S’exprimant devant des médias locaux en marge d’une conférence sur l’énergie au Cap, Ramaphosa a affirmé que son pays « est toujours prêt à jouer un rôle contributif, que ce soit dans la médiation ou sous quelque autre forme que ce soit », dès lors qu’une occasion se présenterait. Il a insisté sur le fait que le dialogue demeure la seule voie viable pour mettre fin au conflit.

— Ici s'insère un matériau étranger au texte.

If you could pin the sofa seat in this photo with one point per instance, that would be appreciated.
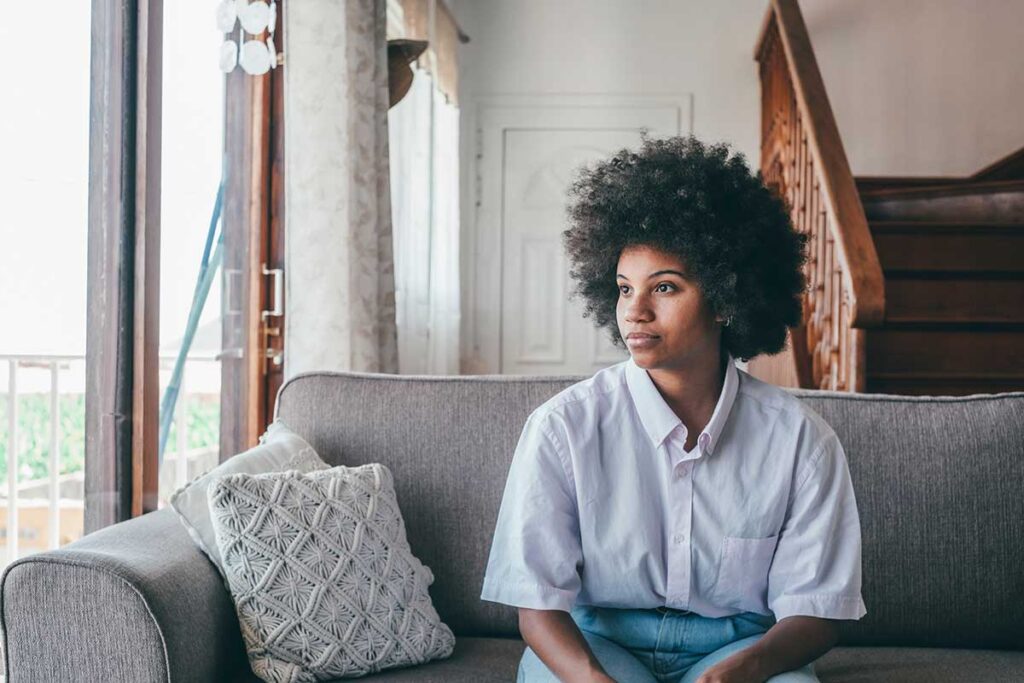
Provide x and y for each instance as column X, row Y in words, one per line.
column 919, row 665
column 474, row 660
column 487, row 659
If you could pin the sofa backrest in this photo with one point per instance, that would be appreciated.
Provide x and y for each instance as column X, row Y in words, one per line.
column 939, row 484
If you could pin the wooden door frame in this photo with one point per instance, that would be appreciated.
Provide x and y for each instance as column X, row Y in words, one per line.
column 122, row 338
column 123, row 282
column 254, row 216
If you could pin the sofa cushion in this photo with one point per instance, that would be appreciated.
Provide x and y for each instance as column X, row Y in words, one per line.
column 937, row 481
column 322, row 575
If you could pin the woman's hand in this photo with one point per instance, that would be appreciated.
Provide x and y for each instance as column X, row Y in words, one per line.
column 740, row 668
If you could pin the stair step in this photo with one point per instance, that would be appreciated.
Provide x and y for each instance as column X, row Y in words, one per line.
column 973, row 350
column 872, row 189
column 949, row 246
column 954, row 300
column 1003, row 202
column 942, row 385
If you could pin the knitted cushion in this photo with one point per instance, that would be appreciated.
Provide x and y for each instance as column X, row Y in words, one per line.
column 280, row 449
column 323, row 578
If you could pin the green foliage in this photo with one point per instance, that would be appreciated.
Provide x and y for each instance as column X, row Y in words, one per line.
column 34, row 432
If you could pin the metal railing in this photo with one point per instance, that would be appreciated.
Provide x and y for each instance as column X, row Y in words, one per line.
column 176, row 463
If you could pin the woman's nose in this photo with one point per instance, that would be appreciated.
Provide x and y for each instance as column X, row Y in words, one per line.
column 637, row 311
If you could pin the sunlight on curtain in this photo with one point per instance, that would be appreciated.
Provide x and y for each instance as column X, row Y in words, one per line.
column 442, row 351
column 424, row 156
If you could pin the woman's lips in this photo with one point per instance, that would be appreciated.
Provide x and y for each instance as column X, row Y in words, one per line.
column 642, row 342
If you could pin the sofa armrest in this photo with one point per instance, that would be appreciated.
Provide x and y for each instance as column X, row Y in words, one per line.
column 135, row 601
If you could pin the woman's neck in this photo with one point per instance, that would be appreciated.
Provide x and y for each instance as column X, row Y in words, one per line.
column 692, row 391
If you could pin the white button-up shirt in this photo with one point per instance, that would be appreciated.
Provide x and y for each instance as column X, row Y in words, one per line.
column 603, row 506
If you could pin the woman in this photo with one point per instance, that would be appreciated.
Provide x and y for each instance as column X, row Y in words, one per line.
column 673, row 517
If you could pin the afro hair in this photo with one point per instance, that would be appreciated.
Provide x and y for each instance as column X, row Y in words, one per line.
column 700, row 203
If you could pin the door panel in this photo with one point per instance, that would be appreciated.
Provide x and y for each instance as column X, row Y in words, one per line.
column 521, row 319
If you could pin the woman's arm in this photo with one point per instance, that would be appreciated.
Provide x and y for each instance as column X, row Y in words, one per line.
column 555, row 638
column 790, row 644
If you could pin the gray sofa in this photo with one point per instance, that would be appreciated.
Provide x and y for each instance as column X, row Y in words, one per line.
column 939, row 482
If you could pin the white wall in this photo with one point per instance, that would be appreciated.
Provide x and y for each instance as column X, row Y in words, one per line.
column 621, row 46
column 923, row 87
column 920, row 87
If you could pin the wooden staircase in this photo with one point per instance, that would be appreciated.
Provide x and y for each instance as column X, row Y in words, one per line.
column 915, row 286
column 952, row 257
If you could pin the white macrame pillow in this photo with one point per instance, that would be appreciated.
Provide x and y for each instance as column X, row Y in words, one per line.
column 323, row 578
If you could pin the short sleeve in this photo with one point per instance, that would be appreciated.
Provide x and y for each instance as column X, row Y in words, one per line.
column 816, row 569
column 536, row 554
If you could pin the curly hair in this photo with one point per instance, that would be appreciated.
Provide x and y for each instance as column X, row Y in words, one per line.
column 695, row 201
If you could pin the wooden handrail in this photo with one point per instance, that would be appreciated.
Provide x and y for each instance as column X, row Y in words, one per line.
column 803, row 157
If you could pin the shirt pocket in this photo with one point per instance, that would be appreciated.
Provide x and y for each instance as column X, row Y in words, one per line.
column 742, row 574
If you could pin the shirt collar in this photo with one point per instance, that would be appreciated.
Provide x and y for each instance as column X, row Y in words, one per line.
column 658, row 420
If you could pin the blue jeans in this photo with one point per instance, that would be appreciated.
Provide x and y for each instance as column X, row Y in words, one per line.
column 662, row 645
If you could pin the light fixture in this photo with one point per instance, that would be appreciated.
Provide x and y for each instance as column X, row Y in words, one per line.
column 255, row 56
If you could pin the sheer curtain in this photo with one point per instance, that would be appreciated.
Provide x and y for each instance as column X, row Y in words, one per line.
column 424, row 160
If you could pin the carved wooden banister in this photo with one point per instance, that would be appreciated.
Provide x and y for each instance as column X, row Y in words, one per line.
column 803, row 158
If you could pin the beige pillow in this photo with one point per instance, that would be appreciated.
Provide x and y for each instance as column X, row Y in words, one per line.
column 323, row 578
column 280, row 449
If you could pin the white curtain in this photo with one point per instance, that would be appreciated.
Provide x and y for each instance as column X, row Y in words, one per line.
column 339, row 268
column 424, row 158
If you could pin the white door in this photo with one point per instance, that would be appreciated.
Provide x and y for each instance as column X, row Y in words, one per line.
column 525, row 323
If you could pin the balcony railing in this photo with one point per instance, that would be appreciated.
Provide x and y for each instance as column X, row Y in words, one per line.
column 46, row 512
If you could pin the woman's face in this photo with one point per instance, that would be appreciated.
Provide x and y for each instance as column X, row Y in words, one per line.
column 656, row 298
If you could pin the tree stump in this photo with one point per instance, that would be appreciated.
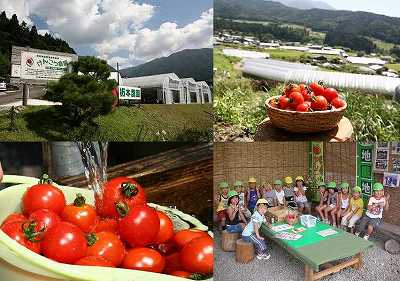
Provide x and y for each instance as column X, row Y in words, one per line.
column 228, row 241
column 392, row 246
column 244, row 251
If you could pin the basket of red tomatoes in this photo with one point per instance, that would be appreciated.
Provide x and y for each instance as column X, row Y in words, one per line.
column 306, row 108
column 62, row 232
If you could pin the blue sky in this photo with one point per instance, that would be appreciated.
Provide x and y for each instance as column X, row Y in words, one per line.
column 384, row 7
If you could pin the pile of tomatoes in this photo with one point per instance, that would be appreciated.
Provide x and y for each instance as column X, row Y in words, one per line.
column 303, row 98
column 120, row 231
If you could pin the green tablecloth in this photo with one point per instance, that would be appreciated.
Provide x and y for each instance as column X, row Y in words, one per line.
column 315, row 250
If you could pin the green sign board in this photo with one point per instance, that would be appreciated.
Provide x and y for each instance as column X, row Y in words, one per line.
column 365, row 175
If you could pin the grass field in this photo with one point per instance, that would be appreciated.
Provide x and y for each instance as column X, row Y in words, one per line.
column 191, row 122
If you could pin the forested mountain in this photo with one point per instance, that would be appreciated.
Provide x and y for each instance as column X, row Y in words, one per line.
column 12, row 32
column 195, row 63
column 342, row 27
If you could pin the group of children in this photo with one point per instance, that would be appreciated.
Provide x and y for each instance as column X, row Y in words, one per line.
column 243, row 210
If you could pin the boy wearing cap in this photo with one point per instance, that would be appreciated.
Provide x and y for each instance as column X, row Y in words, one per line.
column 279, row 193
column 222, row 201
column 354, row 211
column 235, row 220
column 252, row 194
column 323, row 198
column 373, row 215
column 251, row 232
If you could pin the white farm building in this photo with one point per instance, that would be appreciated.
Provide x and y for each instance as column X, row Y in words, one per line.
column 191, row 91
column 162, row 88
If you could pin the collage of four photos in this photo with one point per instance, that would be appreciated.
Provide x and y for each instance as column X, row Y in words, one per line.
column 202, row 140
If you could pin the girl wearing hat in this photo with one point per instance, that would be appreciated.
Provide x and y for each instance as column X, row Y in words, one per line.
column 373, row 216
column 323, row 198
column 222, row 201
column 251, row 232
column 344, row 199
column 332, row 203
column 252, row 194
column 354, row 211
column 235, row 220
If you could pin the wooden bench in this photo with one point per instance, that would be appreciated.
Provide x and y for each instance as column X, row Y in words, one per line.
column 228, row 241
column 244, row 251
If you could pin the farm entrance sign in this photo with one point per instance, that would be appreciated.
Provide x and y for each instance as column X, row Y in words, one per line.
column 37, row 66
column 129, row 93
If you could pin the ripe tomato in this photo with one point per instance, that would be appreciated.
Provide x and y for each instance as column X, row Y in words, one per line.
column 94, row 261
column 292, row 88
column 296, row 98
column 182, row 237
column 105, row 224
column 330, row 94
column 140, row 227
column 79, row 213
column 319, row 103
column 144, row 259
column 64, row 243
column 119, row 195
column 166, row 231
column 14, row 217
column 43, row 196
column 284, row 102
column 25, row 233
column 338, row 102
column 317, row 88
column 198, row 255
column 45, row 219
column 172, row 263
column 303, row 107
column 107, row 245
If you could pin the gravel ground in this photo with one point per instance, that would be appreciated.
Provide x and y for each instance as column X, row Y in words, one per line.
column 377, row 265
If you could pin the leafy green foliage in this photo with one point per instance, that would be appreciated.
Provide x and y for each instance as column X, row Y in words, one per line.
column 83, row 96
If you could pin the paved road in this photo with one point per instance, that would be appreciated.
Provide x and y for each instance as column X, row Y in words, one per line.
column 13, row 96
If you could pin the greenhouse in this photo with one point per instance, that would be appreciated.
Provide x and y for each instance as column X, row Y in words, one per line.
column 163, row 88
column 205, row 92
column 191, row 92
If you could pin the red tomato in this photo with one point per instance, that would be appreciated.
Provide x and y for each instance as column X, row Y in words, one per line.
column 79, row 213
column 303, row 107
column 296, row 98
column 330, row 94
column 106, row 224
column 107, row 245
column 182, row 237
column 198, row 255
column 284, row 102
column 317, row 89
column 144, row 259
column 166, row 231
column 14, row 217
column 172, row 263
column 338, row 102
column 45, row 219
column 319, row 103
column 119, row 195
column 43, row 196
column 140, row 227
column 94, row 261
column 292, row 88
column 25, row 233
column 64, row 243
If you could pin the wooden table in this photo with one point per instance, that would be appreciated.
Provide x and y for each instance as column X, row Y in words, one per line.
column 322, row 256
column 266, row 131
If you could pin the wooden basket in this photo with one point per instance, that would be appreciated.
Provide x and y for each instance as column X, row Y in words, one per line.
column 304, row 122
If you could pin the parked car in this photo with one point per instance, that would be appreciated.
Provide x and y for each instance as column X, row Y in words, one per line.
column 3, row 85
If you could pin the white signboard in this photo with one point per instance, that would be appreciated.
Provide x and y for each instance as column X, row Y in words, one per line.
column 39, row 66
column 15, row 70
column 129, row 93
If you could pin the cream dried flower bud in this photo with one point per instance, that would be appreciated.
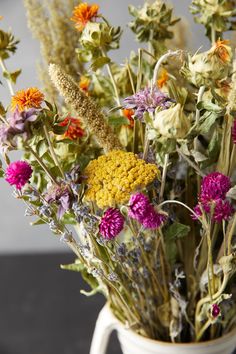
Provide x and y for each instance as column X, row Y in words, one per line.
column 172, row 122
column 207, row 67
column 96, row 35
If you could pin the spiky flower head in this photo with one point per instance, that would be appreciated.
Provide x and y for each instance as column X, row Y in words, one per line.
column 152, row 21
column 84, row 13
column 113, row 177
column 216, row 14
column 18, row 174
column 85, row 107
column 74, row 130
column 111, row 223
column 29, row 98
column 143, row 211
column 147, row 100
column 209, row 67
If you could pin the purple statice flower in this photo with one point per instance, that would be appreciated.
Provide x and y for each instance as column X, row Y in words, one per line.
column 20, row 121
column 214, row 186
column 111, row 223
column 215, row 310
column 147, row 100
column 6, row 138
column 60, row 195
column 18, row 174
column 143, row 211
column 234, row 132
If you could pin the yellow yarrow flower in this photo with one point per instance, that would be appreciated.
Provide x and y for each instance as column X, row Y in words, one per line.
column 113, row 177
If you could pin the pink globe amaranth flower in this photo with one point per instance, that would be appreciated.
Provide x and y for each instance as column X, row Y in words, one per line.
column 18, row 173
column 223, row 209
column 142, row 210
column 234, row 132
column 214, row 186
column 111, row 224
column 138, row 205
column 153, row 220
column 215, row 310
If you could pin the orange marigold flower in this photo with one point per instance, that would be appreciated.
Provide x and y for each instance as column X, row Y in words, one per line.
column 29, row 98
column 83, row 13
column 84, row 83
column 74, row 130
column 162, row 78
column 222, row 50
column 128, row 113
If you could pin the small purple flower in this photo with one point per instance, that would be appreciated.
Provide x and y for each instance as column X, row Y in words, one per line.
column 153, row 220
column 142, row 210
column 215, row 310
column 214, row 186
column 138, row 204
column 111, row 224
column 147, row 100
column 234, row 132
column 223, row 209
column 61, row 196
column 18, row 173
column 20, row 121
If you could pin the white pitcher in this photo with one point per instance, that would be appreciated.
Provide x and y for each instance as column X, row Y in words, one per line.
column 132, row 343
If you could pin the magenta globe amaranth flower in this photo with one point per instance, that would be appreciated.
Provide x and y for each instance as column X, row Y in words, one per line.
column 215, row 310
column 143, row 211
column 138, row 204
column 111, row 224
column 18, row 174
column 214, row 186
column 212, row 199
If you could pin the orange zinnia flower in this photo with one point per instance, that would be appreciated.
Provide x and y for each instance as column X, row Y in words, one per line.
column 222, row 50
column 29, row 98
column 74, row 130
column 162, row 79
column 84, row 83
column 83, row 13
column 128, row 113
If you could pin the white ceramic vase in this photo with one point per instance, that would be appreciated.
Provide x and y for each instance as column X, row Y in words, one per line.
column 132, row 343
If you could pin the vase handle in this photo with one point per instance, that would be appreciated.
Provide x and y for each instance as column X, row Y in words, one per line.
column 105, row 324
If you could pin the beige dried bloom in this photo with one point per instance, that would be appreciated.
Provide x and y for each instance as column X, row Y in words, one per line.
column 85, row 107
column 49, row 22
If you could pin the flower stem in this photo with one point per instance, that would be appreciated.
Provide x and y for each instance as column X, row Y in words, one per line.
column 51, row 149
column 42, row 164
column 4, row 69
column 191, row 163
column 163, row 179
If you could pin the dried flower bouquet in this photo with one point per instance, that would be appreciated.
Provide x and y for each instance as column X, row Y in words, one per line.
column 133, row 165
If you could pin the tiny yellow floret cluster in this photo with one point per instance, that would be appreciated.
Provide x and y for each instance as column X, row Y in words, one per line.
column 113, row 177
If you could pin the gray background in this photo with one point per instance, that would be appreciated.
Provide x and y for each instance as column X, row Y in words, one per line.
column 15, row 233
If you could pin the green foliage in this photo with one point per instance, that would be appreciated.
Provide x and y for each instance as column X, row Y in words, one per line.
column 152, row 21
column 8, row 44
column 218, row 15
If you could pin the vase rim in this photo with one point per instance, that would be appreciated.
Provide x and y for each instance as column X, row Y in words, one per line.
column 162, row 343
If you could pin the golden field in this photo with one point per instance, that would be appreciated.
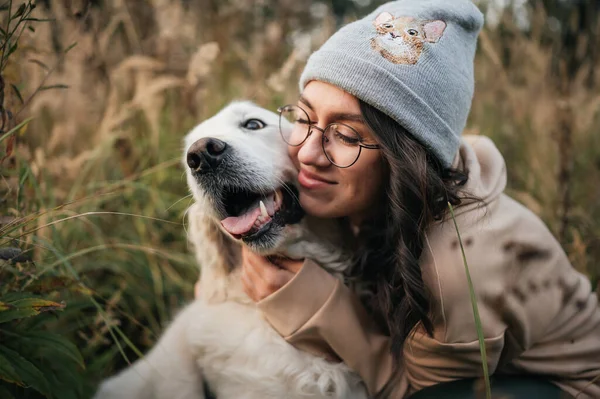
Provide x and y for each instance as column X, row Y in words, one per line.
column 93, row 196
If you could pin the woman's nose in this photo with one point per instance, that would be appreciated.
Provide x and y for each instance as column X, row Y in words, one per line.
column 311, row 151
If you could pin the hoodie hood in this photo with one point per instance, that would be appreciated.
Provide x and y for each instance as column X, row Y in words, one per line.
column 479, row 156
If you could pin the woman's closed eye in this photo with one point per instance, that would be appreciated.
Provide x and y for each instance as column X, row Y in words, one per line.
column 349, row 140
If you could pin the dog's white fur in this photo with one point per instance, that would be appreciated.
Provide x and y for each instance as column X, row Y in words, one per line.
column 222, row 337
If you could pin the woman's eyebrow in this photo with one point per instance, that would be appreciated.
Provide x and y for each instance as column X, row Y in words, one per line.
column 335, row 116
column 303, row 100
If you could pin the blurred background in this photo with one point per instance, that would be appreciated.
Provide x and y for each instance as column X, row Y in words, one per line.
column 96, row 96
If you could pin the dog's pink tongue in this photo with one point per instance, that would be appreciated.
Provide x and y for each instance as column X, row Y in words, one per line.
column 241, row 224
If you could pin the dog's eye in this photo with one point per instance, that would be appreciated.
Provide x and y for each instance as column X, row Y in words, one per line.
column 254, row 124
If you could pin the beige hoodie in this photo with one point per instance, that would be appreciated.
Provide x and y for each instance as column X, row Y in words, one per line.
column 539, row 315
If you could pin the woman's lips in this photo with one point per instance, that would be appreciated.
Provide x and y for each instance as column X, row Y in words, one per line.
column 309, row 180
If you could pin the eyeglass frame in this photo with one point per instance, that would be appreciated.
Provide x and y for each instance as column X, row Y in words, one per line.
column 311, row 125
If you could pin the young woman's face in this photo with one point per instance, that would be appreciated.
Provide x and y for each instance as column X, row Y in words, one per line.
column 326, row 190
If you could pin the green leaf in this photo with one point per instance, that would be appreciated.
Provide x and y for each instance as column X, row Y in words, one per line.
column 19, row 12
column 13, row 314
column 12, row 49
column 56, row 343
column 478, row 325
column 28, row 307
column 8, row 373
column 15, row 129
column 30, row 375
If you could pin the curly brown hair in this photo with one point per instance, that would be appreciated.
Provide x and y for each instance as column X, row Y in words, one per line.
column 417, row 194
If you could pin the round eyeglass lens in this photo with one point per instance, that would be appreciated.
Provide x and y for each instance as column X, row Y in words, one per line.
column 341, row 145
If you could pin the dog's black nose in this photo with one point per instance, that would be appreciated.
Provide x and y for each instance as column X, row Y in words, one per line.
column 206, row 154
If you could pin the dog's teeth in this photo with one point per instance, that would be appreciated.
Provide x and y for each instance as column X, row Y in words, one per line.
column 263, row 210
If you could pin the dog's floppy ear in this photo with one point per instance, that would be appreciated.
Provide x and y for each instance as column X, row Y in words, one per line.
column 433, row 30
column 217, row 254
column 383, row 17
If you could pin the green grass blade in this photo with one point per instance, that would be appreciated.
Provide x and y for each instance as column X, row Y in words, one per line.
column 15, row 129
column 486, row 375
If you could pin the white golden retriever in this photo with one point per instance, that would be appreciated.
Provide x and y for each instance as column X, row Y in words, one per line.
column 243, row 185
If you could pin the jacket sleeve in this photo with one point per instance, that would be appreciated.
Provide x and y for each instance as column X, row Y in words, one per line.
column 317, row 313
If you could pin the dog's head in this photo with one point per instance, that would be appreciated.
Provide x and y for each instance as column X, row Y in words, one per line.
column 238, row 169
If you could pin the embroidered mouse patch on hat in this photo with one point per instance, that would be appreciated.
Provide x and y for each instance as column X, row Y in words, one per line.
column 401, row 40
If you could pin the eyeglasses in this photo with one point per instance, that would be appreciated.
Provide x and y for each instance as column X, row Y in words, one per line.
column 341, row 144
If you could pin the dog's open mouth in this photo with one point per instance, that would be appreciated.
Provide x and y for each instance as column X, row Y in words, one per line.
column 252, row 214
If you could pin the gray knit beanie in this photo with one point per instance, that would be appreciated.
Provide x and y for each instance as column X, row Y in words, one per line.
column 411, row 59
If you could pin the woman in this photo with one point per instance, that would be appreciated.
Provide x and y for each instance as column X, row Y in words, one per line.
column 377, row 142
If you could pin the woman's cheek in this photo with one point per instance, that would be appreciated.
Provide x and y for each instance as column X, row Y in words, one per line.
column 293, row 154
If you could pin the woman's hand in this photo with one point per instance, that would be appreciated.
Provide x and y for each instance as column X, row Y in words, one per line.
column 261, row 277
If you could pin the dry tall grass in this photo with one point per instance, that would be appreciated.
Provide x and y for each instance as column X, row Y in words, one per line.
column 143, row 72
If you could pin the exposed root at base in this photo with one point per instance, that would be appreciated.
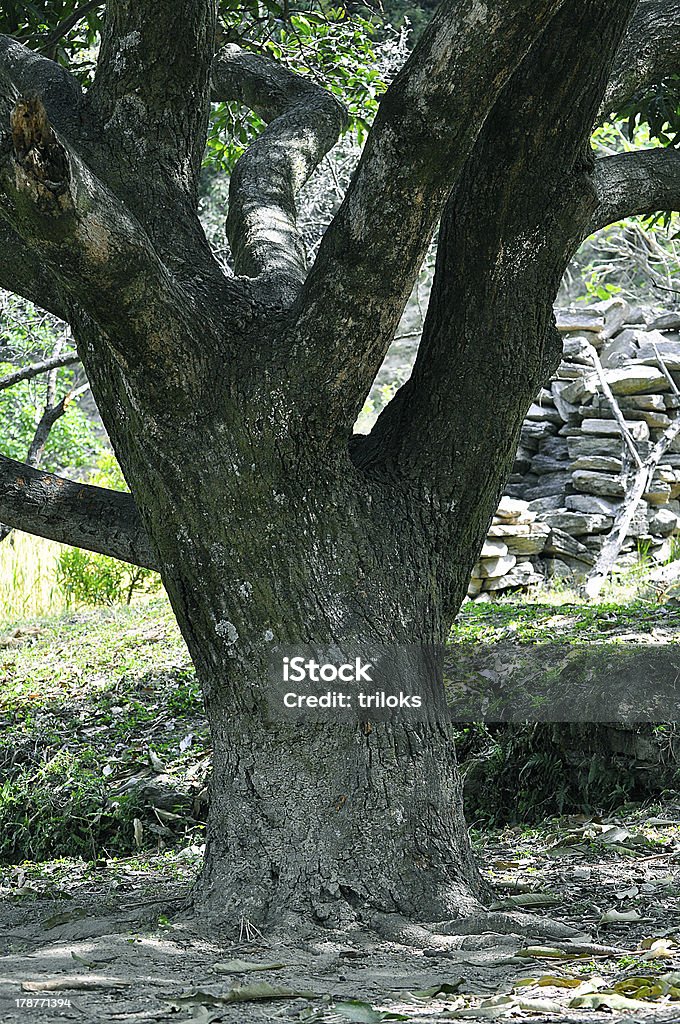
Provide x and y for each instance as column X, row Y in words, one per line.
column 481, row 931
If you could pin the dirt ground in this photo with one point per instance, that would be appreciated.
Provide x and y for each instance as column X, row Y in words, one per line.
column 107, row 942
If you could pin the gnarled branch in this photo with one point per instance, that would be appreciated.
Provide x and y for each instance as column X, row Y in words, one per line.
column 424, row 130
column 152, row 90
column 94, row 518
column 23, row 72
column 304, row 122
column 636, row 183
column 648, row 52
column 90, row 242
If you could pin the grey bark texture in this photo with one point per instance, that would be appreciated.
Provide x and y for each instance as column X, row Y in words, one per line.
column 230, row 399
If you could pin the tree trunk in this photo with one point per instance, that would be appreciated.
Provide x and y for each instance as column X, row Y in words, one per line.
column 291, row 546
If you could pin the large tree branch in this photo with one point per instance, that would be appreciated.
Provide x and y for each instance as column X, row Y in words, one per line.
column 511, row 224
column 101, row 520
column 636, row 183
column 23, row 72
column 94, row 247
column 304, row 122
column 648, row 52
column 152, row 90
column 23, row 271
column 425, row 128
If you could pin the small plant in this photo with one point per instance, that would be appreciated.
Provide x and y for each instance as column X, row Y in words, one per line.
column 84, row 578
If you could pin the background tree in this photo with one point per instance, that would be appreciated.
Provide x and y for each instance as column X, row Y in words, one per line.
column 230, row 398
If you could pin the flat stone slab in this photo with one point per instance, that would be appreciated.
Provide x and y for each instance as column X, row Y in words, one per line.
column 591, row 504
column 579, row 320
column 593, row 482
column 609, row 428
column 577, row 523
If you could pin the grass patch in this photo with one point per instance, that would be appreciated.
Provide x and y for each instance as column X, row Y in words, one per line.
column 101, row 726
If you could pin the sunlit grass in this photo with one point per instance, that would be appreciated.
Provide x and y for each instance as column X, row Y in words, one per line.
column 28, row 579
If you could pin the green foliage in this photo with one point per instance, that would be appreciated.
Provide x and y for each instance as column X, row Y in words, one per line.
column 334, row 47
column 29, row 335
column 657, row 109
column 84, row 578
column 67, row 31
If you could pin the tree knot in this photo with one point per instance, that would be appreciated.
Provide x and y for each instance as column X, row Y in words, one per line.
column 36, row 145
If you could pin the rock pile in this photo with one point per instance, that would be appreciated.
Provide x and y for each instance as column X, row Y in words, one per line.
column 572, row 465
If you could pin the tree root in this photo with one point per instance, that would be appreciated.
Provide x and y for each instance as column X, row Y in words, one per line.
column 481, row 931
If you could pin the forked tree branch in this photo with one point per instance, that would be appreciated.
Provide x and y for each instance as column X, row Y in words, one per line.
column 423, row 132
column 88, row 240
column 636, row 183
column 502, row 251
column 304, row 122
column 649, row 52
column 94, row 518
column 152, row 90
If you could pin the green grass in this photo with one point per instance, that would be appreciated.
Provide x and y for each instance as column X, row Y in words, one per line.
column 28, row 579
column 569, row 623
column 100, row 712
column 93, row 708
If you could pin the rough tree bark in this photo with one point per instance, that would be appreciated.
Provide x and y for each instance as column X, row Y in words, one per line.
column 230, row 399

« Si l’occasion se présentait, nous engagerions des discussions et dirions qu’un cessez-le-feu s’impose. Le dialogue est toujours la meilleure façon de mettre fin à un conflit, puis à une guerre. Et nous voulons que cette guerre prenne fin immédiatement », a-t-il déclaré, précisant par ailleurs que le gouvernement œuvre activement à porter assistance aux ressortissants sud-africains bloqués dans la région.
Ces déclarations interviennent dans un contexte de tensions exacerbées, à la suite de mois d’affrontements impliquant l’Iran, Israël et les États-Unis. Le conflit a débordé au-delà de Gaza, avec des frappes transfrontalières, des attaques contre des voies maritimes et des opérations de représailles qui font craindre un embrasement régional généralisé.
L’Iran et Israël ont échangé des attaques directes et par groupes interposés, tandis que les États-Unis ont mené des frappes contre des factions alignées sur Téhéran en réponse aux attaques visant leurs forces et des navires commerciaux.
Cette escalade suscite une vive préoccupation sur la scène internationale, les grandes puissances appelant à une désescalade urgente pour prévenir un conflit élargi au Moyen-Orient.